A chegada de Nadine Heredia ao Brasil nesta semana reabriu uma série de debates sobre o uso do refúgio diplomático, a seletividade política do asilo e as ramificações do maior escândalo de corrupção da América Latina, que ainda ecoa nos bastidores do poder. Ex-primeira-dama do Peru e esposa do ex-presidente Ollanta Humala (2011–2016), Nadine desembarcou em São Paulo após ser acolhida pela Embaixada do Brasil em Lima, menos de 24 horas depois de ser condenada pela Justiça peruana a 15 anos de prisão por lavagem de dinheiro.
Nascida em uma família rica, com formação internacional e passagem por organismos como a USAID, Nadine Heredia foi muito mais que a esposa de um presidente: fundadora do Partido Nacionalista Peruano, ela se tornou figura central do governo Humala, assumindo um protagonismo político que incomodou opositores e aliados. Sua influência no governo era tamanha que era tratada por setores da imprensa peruana como uma espécie de “copresidenta”.
Heredia se refugiou na Embaixada do Brasil em Lima na terça-feira (15), imediatamente após a leitura de sua sentença judicial. A Justiça do Peru a condenou por receber dinheiro de forma ilícita para financiar a campanha presidencial do marido em 2011, por meio de repasses milionários da construtora Odebrecht e do governo de Hugo Chávez, na Venezuela.
O governo Lula concedeu a ela e ao filho de 14 anos o asilo diplomático, com base na alegação de perseguição política e em um pedido humanitário devido a um suposto tratamento contra o câncer. A decisão foi criticada por setores do Peru, que veem um claro favorecimento político e possível obstrução da Justiça peruana.
Nadine Heredia foi condenada por lavagem de dinheiro. Segundo a acusação, ela teria participado diretamente da operação de ocultação de origem de valores ilegais usados para bancar a campanha de Humala. O dinheiro veio, segundo a investigação, de dois canais: propinas da Odebrecht (rebatizada de Novonor) e fundos desviados da Venezuela chavista.
Documentos, delações e movimentações bancárias rastreadas pela Lava Jato e pelas autoridades peruanas sustentam a acusação. Ainda assim, Heredia permaneceu em liberdade até a sentença final — da qual fugiu no mesmo dia.
O ex-presidente também foi condenado no mesmo processo. Como militar aposentado e ex-chefe de Estado, foi levado para uma unidade policial especial em Lima, destinada a ex-mandatários — um clube que inclui outros três ex-presidentes presos: Pedro Castillo, Alejandro Toledo e Alberto Fujimori (libertado em 2023).
Humala cumpre pena, mas a situação de sua esposa expõe mais profundamente os conflitos diplomáticos entre os poderes judiciários e os governos da região, sobretudo quando há alinhamento ideológico.

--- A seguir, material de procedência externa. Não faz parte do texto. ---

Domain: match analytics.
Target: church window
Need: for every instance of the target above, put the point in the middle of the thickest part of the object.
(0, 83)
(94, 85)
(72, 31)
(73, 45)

A conexão é dupla: política e jurídica. Do ponto de vista jurídico, o nome de Nadine aparece em investigações derivadas da Lava Jato, a operação brasileira que desnudou o esquema de propinas da Odebrecht em diversos países da América Latina. O Brasil, portanto, está no cerne do escândalo que derrubou líderes políticos no continente.
Do ponto de vista político, a aproximação entre os governos Lula e Humala remonta à década passada. Ambos participaram da onda de governos de esquerda que se fortaleceram por meio de alianças continentais, como o Unasul. Nadine era vista com simpatia pelos petistas e chegou a participar de eventos no Brasil, como fóruns progressistas.
A decisão do governo Lula de conceder abrigo à ex-primeira-dama levanta suspeitas sobre proteção política, uma vez que se trata de uma condenada por corrupção com laços comprovados com o escândalo Odebrecht — empresa que também financiou campanhas no Brasil.
Inicialmente, Nadine e o filho receberam um registro provisório da Polícia Federal. Agora, aguardam o julgamento do pedido de refúgio pelo Conare (Comitê Nacional para os Refugiados). Se aprovado, ela poderá permanecer no Brasil como refugiada — por tempo indeterminado, desde que mantenha o status de “perseguida política” e o país não revogue o benefício.
Na prática, a ex-primeira-dama poderá viver no Brasil por anos — ou ad eternum — caso a Justiça brasileira ou o governo federal decida mantê-la sob proteção.
A concessão de asilo diplomático a uma figura central em um dos maiores esquemas de corrupção transnacional já revelados não é apenas um gesto humanitário — é uma decisão política com repercussões bilaterais. O Peru se vê mais uma vez desafiado em sua tentativa de punir os poderosos, enquanto o Brasil reabre o debate sobre seletividade no acolhimento de “refugiados” com passado marcado por escândalos, conexões perigosas e acusações de desvio de milhões em recursos públicos.
A pergunta que resta é: até onde o Brasil está disposto a ir para proteger seus aliados ditadores e corruptos do passado e do presente?